Several factors affect the transit time of goods.

Port terminals usually have their woes which in turn may affect the transit time of vessels. Inadequate handling equipment at ports, equipment breakdown, and labour problems are just some of these.

Any of these problems can result in delays to vessels, whether incoming or waiting to set sail. Delays affect the loading and unloading of cargo.

Blank sailing of a cargo vessel can upset the loading and unloading of cargo at these ports. What is blank sailing? Blank or void sailing is when a ship does not call at a scheduled port.

It could be a single port that is omitted or more than one, in the string. All the ports that are covered by the ship during its voyage are called a string.

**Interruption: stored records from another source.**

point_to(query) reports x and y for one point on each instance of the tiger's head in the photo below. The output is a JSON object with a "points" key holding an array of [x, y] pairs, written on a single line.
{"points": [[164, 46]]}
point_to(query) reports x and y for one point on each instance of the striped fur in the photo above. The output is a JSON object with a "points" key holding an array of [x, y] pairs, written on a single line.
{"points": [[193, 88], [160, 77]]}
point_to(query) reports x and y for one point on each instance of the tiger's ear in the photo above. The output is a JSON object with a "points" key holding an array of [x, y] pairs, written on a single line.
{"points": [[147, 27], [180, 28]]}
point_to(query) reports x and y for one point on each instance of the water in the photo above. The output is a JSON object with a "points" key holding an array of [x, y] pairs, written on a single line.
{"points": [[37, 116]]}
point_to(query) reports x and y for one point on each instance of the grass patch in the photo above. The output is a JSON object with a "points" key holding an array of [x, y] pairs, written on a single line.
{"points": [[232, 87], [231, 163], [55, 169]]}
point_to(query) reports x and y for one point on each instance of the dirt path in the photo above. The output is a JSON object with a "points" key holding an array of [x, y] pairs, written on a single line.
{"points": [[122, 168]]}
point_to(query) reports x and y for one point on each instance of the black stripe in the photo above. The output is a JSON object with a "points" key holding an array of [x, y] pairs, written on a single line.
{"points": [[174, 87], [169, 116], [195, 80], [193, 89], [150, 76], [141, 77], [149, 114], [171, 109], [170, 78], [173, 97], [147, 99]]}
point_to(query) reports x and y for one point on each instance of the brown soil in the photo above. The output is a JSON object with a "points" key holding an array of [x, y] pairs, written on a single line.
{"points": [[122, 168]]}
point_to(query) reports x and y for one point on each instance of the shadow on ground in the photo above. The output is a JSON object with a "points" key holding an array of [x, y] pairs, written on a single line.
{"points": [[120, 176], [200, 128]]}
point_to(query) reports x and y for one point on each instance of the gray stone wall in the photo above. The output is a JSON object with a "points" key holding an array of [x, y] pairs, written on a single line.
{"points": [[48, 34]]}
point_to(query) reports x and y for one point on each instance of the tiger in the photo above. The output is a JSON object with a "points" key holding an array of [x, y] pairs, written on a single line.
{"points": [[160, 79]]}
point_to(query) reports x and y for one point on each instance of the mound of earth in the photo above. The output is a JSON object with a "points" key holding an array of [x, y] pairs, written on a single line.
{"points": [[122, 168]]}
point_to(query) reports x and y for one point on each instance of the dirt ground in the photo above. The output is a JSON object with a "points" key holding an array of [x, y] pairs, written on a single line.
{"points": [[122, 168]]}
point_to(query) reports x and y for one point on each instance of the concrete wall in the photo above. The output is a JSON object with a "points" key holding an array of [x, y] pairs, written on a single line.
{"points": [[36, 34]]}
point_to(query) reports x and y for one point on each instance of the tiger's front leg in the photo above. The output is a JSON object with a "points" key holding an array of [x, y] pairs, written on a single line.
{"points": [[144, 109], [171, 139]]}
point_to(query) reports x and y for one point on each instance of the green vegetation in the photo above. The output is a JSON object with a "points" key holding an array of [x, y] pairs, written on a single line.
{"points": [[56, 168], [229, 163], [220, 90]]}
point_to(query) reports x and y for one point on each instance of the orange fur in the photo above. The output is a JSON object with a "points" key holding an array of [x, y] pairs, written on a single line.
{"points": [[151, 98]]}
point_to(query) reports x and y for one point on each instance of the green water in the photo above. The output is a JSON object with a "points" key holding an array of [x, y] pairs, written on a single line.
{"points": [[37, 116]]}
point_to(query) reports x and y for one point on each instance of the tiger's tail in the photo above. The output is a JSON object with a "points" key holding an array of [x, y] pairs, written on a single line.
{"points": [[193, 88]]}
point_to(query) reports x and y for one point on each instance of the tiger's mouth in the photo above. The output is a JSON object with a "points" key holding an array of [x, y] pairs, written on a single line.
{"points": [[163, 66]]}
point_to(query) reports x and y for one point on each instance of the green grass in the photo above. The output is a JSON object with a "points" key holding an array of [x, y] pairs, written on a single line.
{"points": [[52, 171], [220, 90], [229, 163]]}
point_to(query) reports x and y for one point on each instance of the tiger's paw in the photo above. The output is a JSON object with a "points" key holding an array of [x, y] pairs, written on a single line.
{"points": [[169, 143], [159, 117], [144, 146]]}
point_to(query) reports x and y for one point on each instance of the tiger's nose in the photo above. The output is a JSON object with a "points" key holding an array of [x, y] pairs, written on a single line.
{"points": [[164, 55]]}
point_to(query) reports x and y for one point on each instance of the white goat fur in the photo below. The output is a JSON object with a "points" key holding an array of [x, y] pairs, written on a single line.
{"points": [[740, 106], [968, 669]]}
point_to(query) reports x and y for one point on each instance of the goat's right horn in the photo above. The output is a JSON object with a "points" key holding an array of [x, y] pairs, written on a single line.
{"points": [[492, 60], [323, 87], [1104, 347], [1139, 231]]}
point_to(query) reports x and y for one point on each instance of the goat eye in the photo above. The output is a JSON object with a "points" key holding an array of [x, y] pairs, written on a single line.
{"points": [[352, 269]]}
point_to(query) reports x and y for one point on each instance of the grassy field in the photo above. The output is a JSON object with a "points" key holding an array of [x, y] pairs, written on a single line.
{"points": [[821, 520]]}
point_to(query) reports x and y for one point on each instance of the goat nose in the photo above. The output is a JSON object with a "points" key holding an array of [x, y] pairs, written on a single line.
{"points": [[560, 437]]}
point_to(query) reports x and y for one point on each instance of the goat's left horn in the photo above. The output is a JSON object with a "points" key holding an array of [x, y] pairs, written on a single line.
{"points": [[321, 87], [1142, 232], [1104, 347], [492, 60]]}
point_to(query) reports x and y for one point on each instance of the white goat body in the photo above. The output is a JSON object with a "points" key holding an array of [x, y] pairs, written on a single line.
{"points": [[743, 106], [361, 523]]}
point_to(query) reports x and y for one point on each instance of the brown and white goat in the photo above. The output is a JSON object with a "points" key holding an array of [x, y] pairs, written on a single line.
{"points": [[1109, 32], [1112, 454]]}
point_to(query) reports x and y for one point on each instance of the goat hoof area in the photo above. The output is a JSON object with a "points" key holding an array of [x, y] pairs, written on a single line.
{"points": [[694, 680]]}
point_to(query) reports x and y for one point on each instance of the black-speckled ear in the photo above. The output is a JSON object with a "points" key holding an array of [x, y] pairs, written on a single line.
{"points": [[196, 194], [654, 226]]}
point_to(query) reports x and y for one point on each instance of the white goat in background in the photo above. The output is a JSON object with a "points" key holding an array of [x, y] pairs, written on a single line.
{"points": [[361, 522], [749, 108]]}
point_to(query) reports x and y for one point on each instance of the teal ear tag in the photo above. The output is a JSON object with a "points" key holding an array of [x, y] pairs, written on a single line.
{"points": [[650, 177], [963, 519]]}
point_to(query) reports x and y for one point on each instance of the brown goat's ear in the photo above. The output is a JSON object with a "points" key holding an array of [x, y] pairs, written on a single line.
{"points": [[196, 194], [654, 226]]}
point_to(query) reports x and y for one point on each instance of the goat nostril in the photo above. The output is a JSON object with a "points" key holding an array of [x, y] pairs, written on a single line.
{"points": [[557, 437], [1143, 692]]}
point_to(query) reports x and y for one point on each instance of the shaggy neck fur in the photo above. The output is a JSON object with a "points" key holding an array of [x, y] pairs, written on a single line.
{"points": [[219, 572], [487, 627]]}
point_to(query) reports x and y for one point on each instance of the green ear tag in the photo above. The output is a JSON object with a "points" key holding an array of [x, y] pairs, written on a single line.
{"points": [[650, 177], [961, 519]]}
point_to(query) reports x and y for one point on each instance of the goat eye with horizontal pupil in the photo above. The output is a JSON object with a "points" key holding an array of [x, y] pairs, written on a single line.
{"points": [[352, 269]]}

Blank sailing affects all the cargo waiting to get loaded onboard the ship from the port or ports. Cargo that could not be loaded will have to take the next available sailing. It results in extended transit time.

It affects unloading too. When a ship skips a port, the cargo that should have been offloaded at that port is discharged at the next port of call. Once again, the transit time is stretched. For more details on blank sailing please read the article available on the following link:

Transit time can be affected by port congestions when the ship is not able to get a berthing slot. Bad weather or changes to the vessel’s sailing schedule can also affect transit time.

Forecasters and planners have to consider all the various factors and plan accordingly. These factors include weather conditions at origin and enroute, holidays and seasonal market closures, etc.

Customs clearance of cargo after it is discharged at the destination port must be planned well. Discrepancies or errors in documentation, failure to arrange the necessary labour and transport, etc. can unnecessarily extend the lead time.